Peak finding from a distribution

I have a distribution as a vector in Julia. I can plot a histogram and/or a kde of for this data, but I want to find the peak values. The naive way in which I am doing it is to plot the histogram and then just retrieve the mode of the data in the vector used to plot the histogram. However, this output is sometimes not close to the peak I can see from the histogram. What do I do?

If there is only a single peak of interest for the distribution vector, then maximum/findmax (in Base) will find it for you. For multiple peaks (local maxima), the Peaks.jl package has relevant functions (e.g. findmaxima).

1 Like

Is it a vector of samples, or a probability density function/estimate?
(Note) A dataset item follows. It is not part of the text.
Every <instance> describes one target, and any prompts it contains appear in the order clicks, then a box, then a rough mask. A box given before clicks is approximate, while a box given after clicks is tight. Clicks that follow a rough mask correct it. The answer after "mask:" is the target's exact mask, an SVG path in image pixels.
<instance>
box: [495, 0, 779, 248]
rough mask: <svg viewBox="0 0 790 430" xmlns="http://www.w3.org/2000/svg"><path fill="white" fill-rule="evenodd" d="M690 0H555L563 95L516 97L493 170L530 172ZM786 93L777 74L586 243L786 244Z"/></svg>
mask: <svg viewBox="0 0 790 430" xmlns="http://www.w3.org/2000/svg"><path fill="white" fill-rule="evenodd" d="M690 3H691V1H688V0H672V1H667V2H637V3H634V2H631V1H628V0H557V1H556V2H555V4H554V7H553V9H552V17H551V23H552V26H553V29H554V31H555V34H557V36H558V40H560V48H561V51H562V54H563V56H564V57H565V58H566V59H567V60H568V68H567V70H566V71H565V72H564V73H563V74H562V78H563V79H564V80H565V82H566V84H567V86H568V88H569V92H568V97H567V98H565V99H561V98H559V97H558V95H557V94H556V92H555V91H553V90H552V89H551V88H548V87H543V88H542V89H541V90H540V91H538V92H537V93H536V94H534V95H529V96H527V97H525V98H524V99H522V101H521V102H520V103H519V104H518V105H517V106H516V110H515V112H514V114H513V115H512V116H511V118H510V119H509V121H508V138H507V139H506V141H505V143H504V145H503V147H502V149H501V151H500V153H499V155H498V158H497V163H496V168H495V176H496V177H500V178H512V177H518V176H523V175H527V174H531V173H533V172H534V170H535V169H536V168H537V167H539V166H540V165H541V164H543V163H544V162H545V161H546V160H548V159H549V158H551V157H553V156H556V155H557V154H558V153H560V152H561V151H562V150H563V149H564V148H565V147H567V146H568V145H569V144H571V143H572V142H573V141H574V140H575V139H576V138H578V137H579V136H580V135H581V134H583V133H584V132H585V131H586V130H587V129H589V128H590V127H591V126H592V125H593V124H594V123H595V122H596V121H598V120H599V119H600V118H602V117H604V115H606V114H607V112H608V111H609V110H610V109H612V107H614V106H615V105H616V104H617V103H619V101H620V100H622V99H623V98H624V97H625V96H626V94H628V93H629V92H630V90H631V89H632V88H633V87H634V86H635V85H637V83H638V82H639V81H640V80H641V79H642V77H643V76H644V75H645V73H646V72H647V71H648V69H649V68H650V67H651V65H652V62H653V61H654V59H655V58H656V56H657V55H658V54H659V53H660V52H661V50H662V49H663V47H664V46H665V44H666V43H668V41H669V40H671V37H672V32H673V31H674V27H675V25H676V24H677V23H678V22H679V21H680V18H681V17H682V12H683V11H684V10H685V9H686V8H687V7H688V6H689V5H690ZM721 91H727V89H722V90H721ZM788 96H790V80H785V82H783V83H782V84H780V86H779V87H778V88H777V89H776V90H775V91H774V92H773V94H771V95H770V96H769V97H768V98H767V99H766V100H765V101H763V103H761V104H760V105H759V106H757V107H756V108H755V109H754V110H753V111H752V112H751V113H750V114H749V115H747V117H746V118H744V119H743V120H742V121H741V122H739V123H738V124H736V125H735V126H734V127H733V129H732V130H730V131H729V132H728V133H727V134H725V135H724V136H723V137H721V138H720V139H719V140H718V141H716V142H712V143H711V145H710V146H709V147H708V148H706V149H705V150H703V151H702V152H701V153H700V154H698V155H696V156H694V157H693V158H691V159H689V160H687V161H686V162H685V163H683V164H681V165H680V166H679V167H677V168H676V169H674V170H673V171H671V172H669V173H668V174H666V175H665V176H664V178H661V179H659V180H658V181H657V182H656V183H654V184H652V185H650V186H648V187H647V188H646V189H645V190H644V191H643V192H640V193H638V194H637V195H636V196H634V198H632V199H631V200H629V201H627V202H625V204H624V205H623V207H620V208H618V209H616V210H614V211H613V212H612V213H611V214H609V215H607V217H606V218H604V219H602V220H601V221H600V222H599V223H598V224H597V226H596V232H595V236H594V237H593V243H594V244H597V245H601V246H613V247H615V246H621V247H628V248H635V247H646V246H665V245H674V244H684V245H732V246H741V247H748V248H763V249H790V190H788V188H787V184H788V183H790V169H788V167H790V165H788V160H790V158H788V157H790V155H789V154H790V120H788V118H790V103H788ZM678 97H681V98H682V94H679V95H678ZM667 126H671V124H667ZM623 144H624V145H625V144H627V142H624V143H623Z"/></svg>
If the former, you are looking for “Distribution Fitting” (Distribution Fitting · Distributions.jl). If the latter possibly GitHub - JuliaNLSolvers/LsqFit.jl: Simple curve fitting in Julia

If you can fit a distribution using Distributions, then compute the mode.

1 Like

There’s a bug in your code if when you choose the middle of the histogram bin that has the highest count, it isn’t at the location that has the highest count on your histogram plot. Of course sometimes histograms are noisy, so the location with the highest count isn’t near the “peak” of the “smoothed histogram” you have in your brain. If that’s the issue, try using a kernel density estimate, and choose the sample with the highest estimated density.

using KernelDensity, Distributions,Random,StatsPlots

data = rand(Normal(3.0,3.0),200)

den = kde(data)
mval = findmax(den.density)
println("Peak density occurs at $(den.x[mval[2]])")
1 Like

It’s a vector of samples. Essentially, I run a function that counts how many steps some process takes. I repeat the process over many realisations to find some sort of a sample distribution. I want to find what the most likely number of steps is, for this process to happen.

I’m sorry if this is badly phrased or if it’s a known problem. I’m quite new to both stats and julia.

The kde from this code is just the line y = 0.

Maybe something like this is what you want:

julia> nsteps() = rand(1:50) # the "number of steps"
nsteps (generic function with 1 method)

julia> counter = zeros(Int,50); # 50 is the maximum number of steps possible

julia> for i in 1:1000 # number of samples
           n = nsteps() # check the number of steps
           counter[n] +=1 # add to counter

julia> findmax(counter) # find index and number of the maximum counter
(28, 7)

julia> counter[7]

No it’s not, but the code does zoom in to the region where the peak is and the curve is quite flat when zoomed.

Note, I was using Julia 1.7 so perhaps the RNG is different from your Julia version.

Note also, I edited the post to include using Random,StatsPlots because I had those already loaded in my julia session and didn’t notice you need to do that.

When I run the code above it finds a peak density at x = 2.85156… and graphs a fairly flat parabola like shape with peak value about 0.13589 at that x location.

Thank you. It works now.